Film director Francis Ford Coppola knows a thing or two about staging an epic adventure in the jungle. Suffice it to say that things at Blancaneaux Lodge go quite a bit smoother than they did in Apocalypse Now. This is no dilettante’s experiment, but a highly accomplished, unpretentiously luxurious eco-lodge — and the wood-fired Italian cuisine and Coppola wines don’t hurt a bit.
The sequel to Blancaneaux Lodge, Turtle Inn dives deeper into Coppola’s taste for Asian design, featuring Balinese-style cottages and villas and Japanese-style baths. But there’s no mistaking the setting, which is pure Belizean beachfront chill — especially if you opt for a higher level of seclusion at Coral Caye, the hotels’ own private island, home to a single isolated cottage.

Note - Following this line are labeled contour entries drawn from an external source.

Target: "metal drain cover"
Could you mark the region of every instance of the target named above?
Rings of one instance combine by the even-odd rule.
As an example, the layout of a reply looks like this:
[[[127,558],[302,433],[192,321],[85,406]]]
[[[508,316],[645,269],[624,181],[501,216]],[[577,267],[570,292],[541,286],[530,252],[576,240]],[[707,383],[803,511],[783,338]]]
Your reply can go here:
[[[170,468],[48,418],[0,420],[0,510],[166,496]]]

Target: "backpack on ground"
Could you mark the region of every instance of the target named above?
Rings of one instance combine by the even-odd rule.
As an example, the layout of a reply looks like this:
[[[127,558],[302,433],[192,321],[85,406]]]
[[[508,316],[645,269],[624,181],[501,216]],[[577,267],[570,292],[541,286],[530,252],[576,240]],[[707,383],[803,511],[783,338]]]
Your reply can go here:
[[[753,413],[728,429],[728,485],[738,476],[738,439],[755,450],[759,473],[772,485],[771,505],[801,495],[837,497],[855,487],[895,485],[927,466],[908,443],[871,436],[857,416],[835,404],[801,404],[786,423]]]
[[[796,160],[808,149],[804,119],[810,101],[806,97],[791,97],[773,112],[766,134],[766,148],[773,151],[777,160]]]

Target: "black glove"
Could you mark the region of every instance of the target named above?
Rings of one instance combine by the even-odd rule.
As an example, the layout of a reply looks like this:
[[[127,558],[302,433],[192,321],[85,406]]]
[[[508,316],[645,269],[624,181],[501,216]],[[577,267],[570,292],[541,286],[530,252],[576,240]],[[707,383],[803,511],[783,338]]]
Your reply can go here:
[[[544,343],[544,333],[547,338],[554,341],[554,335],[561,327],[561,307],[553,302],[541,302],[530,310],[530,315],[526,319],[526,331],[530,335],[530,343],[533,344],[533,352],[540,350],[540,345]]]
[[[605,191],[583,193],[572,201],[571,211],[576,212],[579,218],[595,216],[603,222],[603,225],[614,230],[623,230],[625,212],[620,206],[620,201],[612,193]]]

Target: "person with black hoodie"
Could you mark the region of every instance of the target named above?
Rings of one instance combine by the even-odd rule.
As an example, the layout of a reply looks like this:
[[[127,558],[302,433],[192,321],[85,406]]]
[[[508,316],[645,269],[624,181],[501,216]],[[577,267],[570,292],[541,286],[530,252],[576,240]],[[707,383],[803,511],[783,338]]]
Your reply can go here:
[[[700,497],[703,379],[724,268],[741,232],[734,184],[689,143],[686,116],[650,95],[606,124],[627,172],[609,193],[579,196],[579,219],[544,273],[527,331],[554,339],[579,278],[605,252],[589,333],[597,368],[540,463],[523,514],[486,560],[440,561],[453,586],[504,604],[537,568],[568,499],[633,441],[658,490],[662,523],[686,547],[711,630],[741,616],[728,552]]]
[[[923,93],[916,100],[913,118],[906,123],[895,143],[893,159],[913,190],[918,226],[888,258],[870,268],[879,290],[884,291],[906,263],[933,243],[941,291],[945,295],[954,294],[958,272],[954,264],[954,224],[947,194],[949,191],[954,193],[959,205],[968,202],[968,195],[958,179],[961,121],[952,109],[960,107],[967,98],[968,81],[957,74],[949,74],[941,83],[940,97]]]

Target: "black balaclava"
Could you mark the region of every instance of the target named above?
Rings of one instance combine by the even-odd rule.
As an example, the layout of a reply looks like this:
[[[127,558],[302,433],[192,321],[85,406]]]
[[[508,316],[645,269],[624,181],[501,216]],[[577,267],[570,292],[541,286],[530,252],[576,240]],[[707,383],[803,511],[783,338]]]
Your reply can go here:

Sometimes a hotel’s address says a lot. Matachica’s, officially, is “5 Miles North of San Pedro, Ambergris Caye, Belize.” Set along a secluded white sand beach and reachable only by motorboat, the place looks more like some bohemian castaway commune than a typical resort, with its small collection of colorful thatch-roofed casitas scattered amidst the palm trees.
On the fringe of San Pedro, at the south end of Ambergris Caye, Victoria House’s 42 plantation-style rooms spread out over ten acres of white sand beaches and tropical gardens. From here you’ve got unparalleled access to the Belizean Barrier Reef, including such attractions as the Hol Chan Marine Reserve and the sensibly (if frighteningly) named Shark Ray Alley.
Set on a 3,000-acre sustainable farm, surrounded by a 15,000-acre rainforest preserve, and comprised of twelve privately sited, low-impact, high-pleasure suites, Copal Tree Lodge is, quite simply, one of the leading eco-hotels on the planet. Copal Tree is also a regular entry on the bucket list of travel-savvy gourmands, wildlife enthusiasts, birders and fly-fishermen (and -women, presumably).
Ambergris Caye isn’t the easiest place on the planet to reach — once you get to Belize you’ve still got a commuter flight and a speedboat ride ahead of you — but it’s worth every mile. Situated right on the white sandy beach, Las Terrazas is a resort in the proper sense of the word — there’s a huge infinity pool, a fine-dining restaurant, a spa and wellness center, the works. All of this at boutique scale: just 37 rooms.
Placencia is almost comically blessed with travel-friendly attributes: with a perfect white sand beach on one side, and a mangrove-dotted bay and lagoon on the other, it’s ideally positioned for seaside lounging with a side of dolphin-watching and rainforest exploration. It’s got all kinds of hotels, from the merest shacks to impressive luxury boutique hotels like Itz’ana Resort & Residences.